In order to wax your surfboard you’ll need a few supplies: base-coat wax: Sticky Bumps Base Coat Surfboard Wax 4 Pack , top-coat wax: Sticky Bumps Warm Surf Wax Box, White (Pack of 3) and a wax comb: Northcore Wax Comb Comb - Surfboard . If you’re going to remove and reapply wax, you will also want some wax cleaner:Solarez Wax Remover & Cleaner (8 Oz) or Isopropyl Alcohol and paper towels to wipe the old wax off.
Choosing the right surf wax
Waxes get softer when the water is warm. A tropical temperature wax will be the ideal level of tackiness in warm water. A cold temperature bar of wax will be tacky even in cold water where most wax will have frozen up.
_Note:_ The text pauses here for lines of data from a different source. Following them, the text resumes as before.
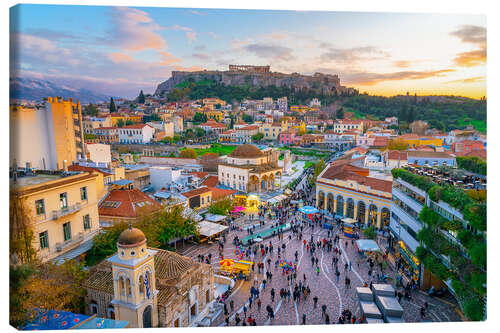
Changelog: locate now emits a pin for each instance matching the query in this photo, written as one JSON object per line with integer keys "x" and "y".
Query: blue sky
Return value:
{"x": 120, "y": 50}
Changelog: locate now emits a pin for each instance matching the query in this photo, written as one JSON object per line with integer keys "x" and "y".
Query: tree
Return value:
{"x": 257, "y": 137}
{"x": 397, "y": 144}
{"x": 140, "y": 98}
{"x": 46, "y": 287}
{"x": 188, "y": 153}
{"x": 112, "y": 106}
{"x": 221, "y": 207}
However, if you take a cold temperature wax to warm water, it will be too soft. You can use a warmer wax in cold water as a base-coat, but it will never be tacky due to it being too hard from the cold.
Cleaning the Surfboard
It is important to first clean the deck and remove any old wax. You want to make sure that the base-coat is applied directly to a clean surface, otherwise all your hard work will rub off easily. To remove old wax, first scrape off the wax with the straight edge of the wax comb. Make sure to get any wax off of the rails by using the curved edge of the comb. Next, use whichever cleaning product you have to remove any excess wax. I recommend Isopropyl Alcohol to dissolve the thin layer of excess wax and wipe it clean. Make sure to run your hand over the deck, there should be no tackiness to it, otherwise wipe off the excess again.
The reason for the base-coat is to make a bumpy pattern that will give an area for the top-coat to hold on and be tacky. The base-coat wax should be the hardest wax you can get. Since I surf in the northern east coast, I have a couple of bars of tropical wax that I use for a base-coat it’s always hard since the water temperature never gets warm enough to soften it, otherwise get the proper base-coat wax, which is slightly harder.
Criss Cross Pattern
There are many ways to apply wax, my personal favorite is a diagonal grid pattern that criss crosses. The way to create this pattern is by using the edge of the base-coat wax brick and draw a line diagonally from one corner of the deck to the other, until you start to connect from rail to rail diagonally. Don't worry if the lines aren't perfectly straight. Eventually you’ll get up mid-way up the deck where you want to stop, you should go about eight inches past where you place your front foot, unless you are on a long board, in which case continue to the nose. Next, draw the same pattern but in the opposite direction. Again, don't worry if the lines aren't perfectly straight. By this point you should start to see a diamond pattern.
Once you are done drawing the base lines, run the wax brick back and forth vertically from rail to rail. You should start to see the wax begin to catch and build the lines and also fill in the bare parts of the deck. Lastly, repeat the same thing, but in a horizontal or circular motion.
The top coat of wax is much softer than a base-coat which allows it to be tacky and give a grip for your feet. Since the top coat is softer, you won’t need to push down as hard to apply it. At this point you can wax on the top coat using long strokes. I like to go in a circular pattern when applying it, because I like to see bumps catch the bottom coat. But any direction you apply it in should work.
When to comb your wax
After surfing some of the top coat might rub off, be stuck on your wetsuit, board shorts or get scratched off. If the wax looks squished or flat and you don’t have extra wax to apply, use the barbed side of the wax comb to scratch diagonal lines into the wax, making a diamond pattern. If you can, always make sure to add some of wax before each surf session especially during winter time otherwise you’ll be kissing the deck more often then you know. Don’t forget to Wax The Rails!